A la noche siguiente, al llegar a lo de Arrizabalaga, Nébel halló el zaguán oscuro. Después de largo rato, la sirvienta entreabrió la vidriera:

– No están las señoras.

– ¿Han salido?– preguntó extrañado.

– No, se van a Montevideo… Han ido al Salto a dormir abordo.

– ¡Ah!– murmuró Nébel aterrado. Tenía una esperanza aún.

– ¿El doctor? ¿Puedo hablar con él?

– No está, se ha ido al club después de comer…

Una vez solo en la calle oscura, Nébel levantó y dejó caer los brazos con mortal desaliento: ¡Se acabó todo! Su felicidad, su dicha reconquistada un día antes, perdida de nuevo y para siempre! Presentía que esta vez no había redención posible. Los nervios de la madre habían saltado a la loca, como teclas, y él no podía hacer ya nada más.

Comenzaba a lloviznar. Caminó hasta la esquina, y desde allí, inmóvil bajo el farol, contempló con estúpida fijeza la casa rosada. Dió una vuelta a la manzana, y tornó a detenerse bajo el farol. ¡Nunca, nunca!

Hasta las once y media hizo lo mismo. Al fin se fué a su casa y cargó el revólver. Pero un recuerdo lo detuvo: meses atrás había prometido a un dibujante alemán que antes de suicidarse— Nébel era adolescente— iría a verlo. Uníalo con el viejo militar de Guillermo una viva amistad, cimentada sobre largas charlas filosóficas.

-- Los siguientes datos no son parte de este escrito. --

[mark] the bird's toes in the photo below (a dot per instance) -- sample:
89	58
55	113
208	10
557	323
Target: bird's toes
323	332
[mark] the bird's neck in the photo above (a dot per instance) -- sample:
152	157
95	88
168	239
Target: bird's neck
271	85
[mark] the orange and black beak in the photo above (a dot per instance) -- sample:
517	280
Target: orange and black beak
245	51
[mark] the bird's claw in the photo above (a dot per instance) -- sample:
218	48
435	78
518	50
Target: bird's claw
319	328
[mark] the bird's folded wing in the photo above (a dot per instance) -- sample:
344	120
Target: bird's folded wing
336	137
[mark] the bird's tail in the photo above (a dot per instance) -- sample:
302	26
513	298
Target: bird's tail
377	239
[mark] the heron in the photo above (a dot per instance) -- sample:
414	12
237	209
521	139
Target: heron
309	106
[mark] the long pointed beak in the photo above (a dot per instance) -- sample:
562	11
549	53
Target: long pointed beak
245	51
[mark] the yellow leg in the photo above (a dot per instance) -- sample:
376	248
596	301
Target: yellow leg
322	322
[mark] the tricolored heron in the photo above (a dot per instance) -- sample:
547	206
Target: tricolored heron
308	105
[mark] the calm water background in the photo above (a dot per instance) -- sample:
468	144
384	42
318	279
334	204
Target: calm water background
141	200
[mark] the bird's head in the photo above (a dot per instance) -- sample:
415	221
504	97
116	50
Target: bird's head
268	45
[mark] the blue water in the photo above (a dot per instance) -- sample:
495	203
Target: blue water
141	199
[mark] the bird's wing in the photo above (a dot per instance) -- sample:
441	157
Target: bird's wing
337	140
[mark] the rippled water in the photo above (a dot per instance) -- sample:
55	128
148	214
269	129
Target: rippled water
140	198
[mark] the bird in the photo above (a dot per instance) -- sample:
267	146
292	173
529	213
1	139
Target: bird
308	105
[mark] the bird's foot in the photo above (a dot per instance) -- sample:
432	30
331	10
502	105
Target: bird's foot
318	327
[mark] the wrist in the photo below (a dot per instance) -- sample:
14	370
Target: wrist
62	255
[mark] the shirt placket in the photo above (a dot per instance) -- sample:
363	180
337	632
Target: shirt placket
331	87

A la mañana siguiente, muy temprano, Nébel llamaba al pobre cuarto de aquél. La expresión de su rostro era sobrado explícita.

– ¿Es ahora?– le preguntó el paternal amigo, estrechándole con fuerza la mano.

– ¡Pst! ¡De todos modos!…– repuso el muchacho, mirando a otro lado.

El dibujante, con gran calma, le contó entonces su propio drama de amor.

– Vaya a su casa— concluyó— y si a las once no ha cambiado de idea, vuelva a almorzar conmigo, si es que tenemos qué. Después hará lo que quiera. ¿Me lo jura?

– Se lo juro— contestó Nébel, devolviéndole su estrecho apretón con grandes ganas de llorar.

En su casa lo esperaba una tarjeta de Lidia:


"Idolatrado Octavio: Mi desesperación no puede ser más grande, pero mamá ha visto que si me casaba con usted me estaban reservados grandes dolores, he comprendido como ella que lo mejor era separarnos y le jura no olvidarlo nunca

tu Lidia."


– ¡Ah, tenía que ser así!– clamó el muchacho, viendo al mismo tiempo con espanto su rostro demudado en el espejo.– ¡La madre era quien había inspirado la carta, ella y su maldita locura! Lidia no había podido menos que escribir, y la pobre chica, trastornada, lloraba todo su amor en la redacción. ¡Ah! ¡Si pudiera verla algún día, decirle de qué modo la he querido, cuánto la quiero ahora, adorada del alma!

Temblando fué hasta el velador y cogió el revólver, pero recordó su nueva promesa, y durante un rato permaneció inmóvil, limpiando obstinadamente con la uña una mancha del tambor.